Lightfoot (traduction et commentaire du chapitre 12) : La coupure en terre sainte
La coupure en terre sainte
The South Country. Judea Called 'the South,' in Respect of Galilee.
Rabban Gamaliel, and the elders sitting together at the ascent into the gallery, in the mount of the Temple, had Jochanan, the priest, and the amanuensis, sitting with them. They said to him, "Go to, write to our brethren, the inhabitants of Upper Galilee, and Nether Galilee, health: we certify you, that the time is come of separating the tithes. And to our brethren, that inhabit the Upper South Country, and that inhabit the Nether South Country, health: we certify you," &c.
The 'Upper South country' consisted of that part of the country, which was hilly; the 'Nether,' of a plain, and valley sinking on both sides. Which country, although it were barren above all other parts of the land, yet had its inhabitants, and those many, as well as other countries of the land.
He that turns over the Talmudical books, will meet very frequently with the name of the 'South,' taken for 'whole Judea' in opposition to 'Galilee.' "Those of Zippor enjoined a fast to obtain rain, but the rain came not down. Therefore, said they of Zippor, R. Joshua Ben Levi obtained rain for the southern people: but R. Chaninah hinders it from coming upon the people of Zippor. They were called, therefore, together to a second fast. R. Chaninah sent to fetch R. Joshua Ben Levi. And both went out to the fast, and yet rain fell not. He stood forth, therefore, and said before them, Neither doth Joshua Ben Levi obtain rain for the southern people, nor does R. Chaninah restrain it from the people of Zippor: but the southern people have a soft heart, to hear the words of the law and be humbled: but the people of Zippor have a hard heart." But now R. Joshua Ben Levi, who was called "the southern," was of Lydda: and those southern people, for whom he obtained rain, were of Lydda, and such as dwelt in that country.
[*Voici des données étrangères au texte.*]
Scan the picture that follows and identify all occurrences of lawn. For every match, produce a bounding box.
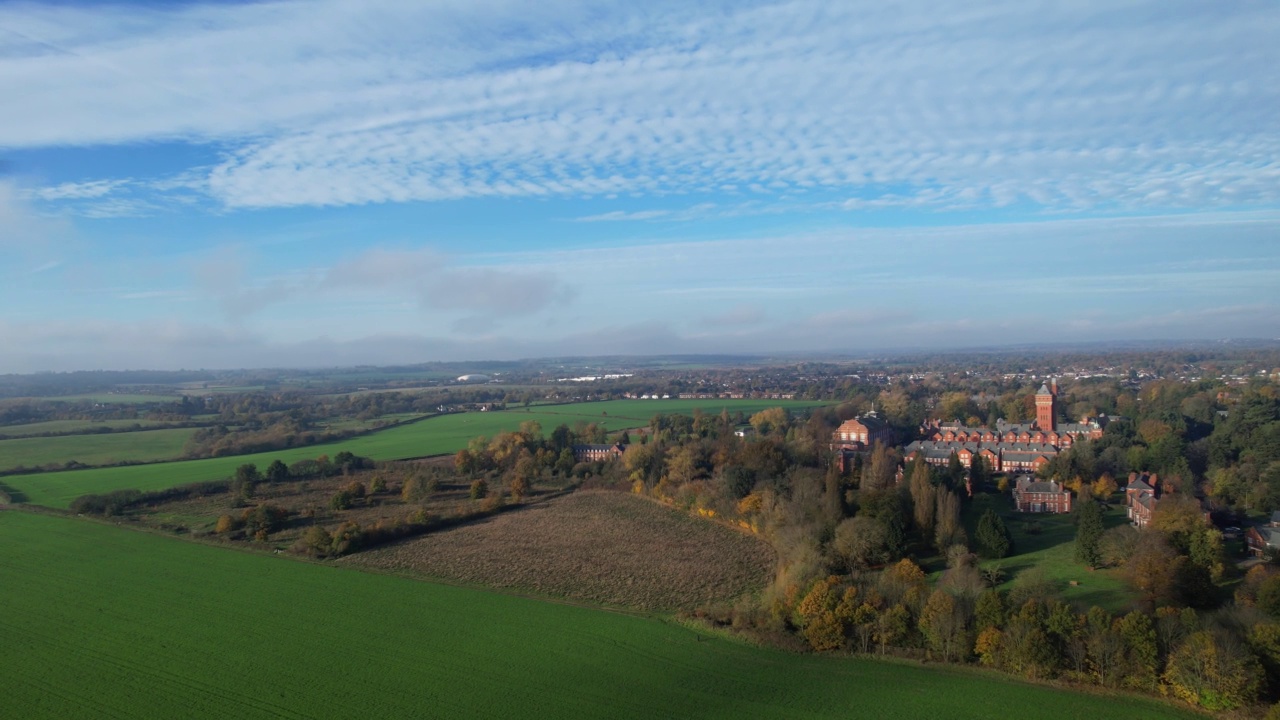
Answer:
[0,511,1196,720]
[0,428,196,470]
[0,420,181,437]
[0,400,823,507]
[965,493,1137,612]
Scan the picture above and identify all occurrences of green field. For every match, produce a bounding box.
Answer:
[965,493,1137,612]
[24,392,182,405]
[3,400,823,507]
[0,420,180,437]
[0,511,1197,720]
[0,428,196,470]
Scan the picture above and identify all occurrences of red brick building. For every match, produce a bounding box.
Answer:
[1014,475,1071,512]
[573,442,627,462]
[831,410,896,450]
"A devout disciple learned the intercalation of the year before his master, three years and a half: he came, and intercalated for Galilee: but he could not intercalate for the south," that is, for Judea
Hence you may understand, in what sense some Rabbins are called southern: as "R. Jacob of the south"..."R. Samlai of the south"; whom you have disputing with certain, whom the Gemarists call heretics: whom I think rather to have been 'Christians.' And it seems to be the disputation of a Christian purposed to assert a trinity of persons in the Deity, but nevertheless a unity of the Deity. After you have heard the matter, perhaps you will be of my judgment. View the place.
traduction
Le Pays du Sud. La Judée appelée « le Sud » par rapport à la Galilée.
Rabban Gamaliel, et les anciens siégeant ensemble à l’ascension vers la galerie, dans le Mont du Temple, avait Jochanan le prêtre, et l’amanuensis (le copiste) siégeant avec eux. Ils lui dirent : « va, écris à nos frères, les habitants de la Haute Galilée, et la Basse Galilée, santé : nous certifions qu’est venu le temps de la séparation des dîmes. Et nos frères qui habitent la partie haute du pays du sud, et ceux de la partie basse du sud du pays, santé : nous vous certifions », etc. La « partie haute du pays du sud » consistait dans cette partie du pays, qui était vallonnée ; la « partie plus basse » d’une plaine, et d’une vallée coulant des deux côtés. Lequel pays, bien qu’il soit désert parmi toutes les autres parties du pays, avait néanmoins ses habitants, et beaucoup, aussi bien que les autres terres de ce pays. Celui qui parcourt les livres talmudiques, rencontrera fréquemment le nom « Sud » pris comme « Judée entière » par opposition avec la Galilée. « Ceux de Zippor ont joint un jeûne pour obtenir de la pluie, la pluie ne vint pas. Alors, ils disaient de Zippor, R. Joshua Ben Levi a obtenu la pluie pour le peuple du Sud : mais R. Chaninah l’empêche de venir sur le peuple du Sud. Ils furent donc appelés à un second jeûne. R. Chaninah envoyer quérir R. Joshua Ben Levi. Les deux rompirent le jeûne, et la pluie ne tomba pas. Il se tint devant eux et leur dit, Joshua Ben Levi n’a pas obtenu la pluie pour le peuple du Sud, et R. Chaninah n’a pas non plus empêché qu’elle tombe sur le peuple de Zippor : mais le peuple du Sud a un cœur doux, pour écouter les mots de la loi et pour être rendu humble : mais le peuple de Zippor a un cœur dur. »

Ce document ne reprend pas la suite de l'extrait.